Que demande « apprendre à apprendre » ?

Toute formation, qu’elle soit permanente ou non, requiert une disponibilité. Pourquoi ? Parce qu’il s’agit d’apprendre de la vie, d’apprendre de chaque situation et de chaque relation humaine. Un tel exercice suppose que nous pratiquions pour nous-mêmes ascèse, prière, discernement, examens ; que nous acceptions une vérification communautaire de ce qui est appris. L’enjeu est de permettre à notre identité croyante de s’approfondir dans une fidélité à notre vocation tous les jours, jusqu’à la fin de notre vie. On pourrait dire que cet enjeu de formation est celui d’une liberté intelligente et permanente qui se laisser façonner par la vie pendant toute la vie. Le processus est donc lent et progressif et l’Esprit Saint ne saurait être oublié car son action est bien de nous conformer au cœur du Christ. L’attitude requise engage la totalité de notre être et de notre agir, avec pour horizon la mission que nous avons à remplir. Tout bien considéré, apprendre à apprendre est plus qu’un simple prolongement de formation que l’on aurait vécu antérieurement et qui consisterait à suivre quelques modules en complément. Pour apprendre à apprendre, nous avons à cultiver la liberté de devenir peu à peu des femmes et des hommes capables d’engager nos vies pour en devenir les acteurs principaux, les protagonistes de nos histoires. Cette liberté délivre de bien des idéologies et permet de nouer des relations fécondes avec Dieu et avec tous les hommes jusqu’à découvrir ce qui nous empêche de suivre le Christ dans certaines situations. C’est une attitude qui aide à prendre au sérieux ce que nous sommes, librement et de manière responsable. Tout dépend donc du désir de chacun de se laisser transformer intérieurement afin d’être dans une docilité qui permet d’intégrer toute formation à l’expérience vécue. L’apprentissage de cette docilité a pour objectif d’aider chaque personne à s’incorporer davantage dans L’Église en donnant les compétences nécessaires pour répondre aux défis actuels de la mission de la meilleure façon possible.

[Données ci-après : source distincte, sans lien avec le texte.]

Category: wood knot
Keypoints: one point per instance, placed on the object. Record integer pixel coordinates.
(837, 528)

Ces deux paramètres servent de mesure quant aux progrès de tout candidat dans son parcours de motivations, besoins, habitudes et pratiques. On pourrait dire qu’il y a, par la formation, un édifice à construire en chacun ; construction qui demande de concentrer son attention sur le discernement personnel et pas seulement sur les contenus appris ou à apprendre. C’est ainsi que l’on devient capable de tirer profit des échecs subis, de traverser les crises que l’âge occasionne en développant une attitude positive jusqu’à l’action de grâces. C’est ainsi aussi que l’on se rend ouvert à la relation aux autres en leur témoignant toujours plus de respect et d’admiration. Les peurs, les prétextes de toutes sortes, les distorsions et attentes irréalistes sont écartés afin de toujours se laisser éduquer et former par la vie pendant toute la vie.